Naturally occurring mutations in the cardiac ryanodine receptor (RyR2) have been associated with both cardiac arrhythmias and cardiomyopathies. It is clear that delayed afterdepolarization resulting from abnormal activation of sarcoplasmic reticulum Ca²⁺ release is the primary cause of RyR2-associated cardiac arrhythmias. However, the mechanism underlying RyR2-associated cardiomyopathies is completely unknown.

In the present study, we investigate the role of the NH₂-terminal region of RyR2 in and the impact of a number of cardiomyopathy-associated RyR2 mutations on the termination of Ca²⁺ release.

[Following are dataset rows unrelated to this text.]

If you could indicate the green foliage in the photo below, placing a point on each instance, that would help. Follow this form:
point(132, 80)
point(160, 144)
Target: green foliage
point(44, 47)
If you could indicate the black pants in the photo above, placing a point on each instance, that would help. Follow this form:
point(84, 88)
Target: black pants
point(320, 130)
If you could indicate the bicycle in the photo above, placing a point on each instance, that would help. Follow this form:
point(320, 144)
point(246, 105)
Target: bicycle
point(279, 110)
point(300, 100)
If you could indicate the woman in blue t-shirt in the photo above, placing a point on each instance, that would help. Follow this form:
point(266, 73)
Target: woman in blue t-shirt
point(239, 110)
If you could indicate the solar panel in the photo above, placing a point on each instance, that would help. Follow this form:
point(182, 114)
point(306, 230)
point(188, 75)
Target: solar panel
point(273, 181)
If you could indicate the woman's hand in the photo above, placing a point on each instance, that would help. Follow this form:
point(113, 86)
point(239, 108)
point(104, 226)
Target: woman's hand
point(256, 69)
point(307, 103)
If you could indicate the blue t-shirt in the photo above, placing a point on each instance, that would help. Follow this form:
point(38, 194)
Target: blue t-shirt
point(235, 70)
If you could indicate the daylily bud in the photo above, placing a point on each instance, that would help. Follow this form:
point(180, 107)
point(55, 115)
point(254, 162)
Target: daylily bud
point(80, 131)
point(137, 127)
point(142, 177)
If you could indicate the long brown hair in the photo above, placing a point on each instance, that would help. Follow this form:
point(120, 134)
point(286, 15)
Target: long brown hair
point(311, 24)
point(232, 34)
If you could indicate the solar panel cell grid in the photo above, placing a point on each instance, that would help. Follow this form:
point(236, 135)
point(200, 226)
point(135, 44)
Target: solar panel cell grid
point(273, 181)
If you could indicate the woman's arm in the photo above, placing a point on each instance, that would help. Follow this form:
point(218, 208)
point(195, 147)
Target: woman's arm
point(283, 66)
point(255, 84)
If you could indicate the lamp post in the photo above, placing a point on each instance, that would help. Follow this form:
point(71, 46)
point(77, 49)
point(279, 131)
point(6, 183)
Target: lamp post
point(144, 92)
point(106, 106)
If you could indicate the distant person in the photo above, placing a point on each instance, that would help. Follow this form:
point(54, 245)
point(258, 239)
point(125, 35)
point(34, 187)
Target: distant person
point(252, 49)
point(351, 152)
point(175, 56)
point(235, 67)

The 35-residue exon-3 region of RyR2 is associated with dilated cardiomyopathy. Single-cell luminal Ca²⁺ imaging revealed that the deletion of the first 305 NH₂-terminal residues encompassing exon-3 or the deletion of exon-3 itself markedly reduced the luminal Ca²⁺ threshold at which Ca²⁺ release terminates and increased the fractional Ca²⁺ release. Single-cell cytosolic Ca²⁺ imaging also showed that both RyR2 deletions enhanced the amplitude of store overload-induced Ca²⁺ transients in HEK293 cells or HL-1 cardiac cells. Furthermore, the RyR2 NH₂-terminal mutations, A77V, R176Q/T2504M, R420W, and L433P, which are associated with arrhythmogenic right ventricular displasia type 2, also reduced the threshold for Ca²⁺ release termination and increased fractional release. The RyR2 A1107M mutation associated with hypertrophic cardiomyopathy had the opposite action (ie, increased the threshold for Ca²⁺ release termination and reduced fractional release).

These results provide the first evidence that the NH₂-terminal region of RyR2 is an important determinant of Ca²⁺ release termination, and that abnormal fractional Ca²⁺ release attributable to aberrant termination of Ca²⁺ release is a common defect in RyR2-associated cardiomyopathies.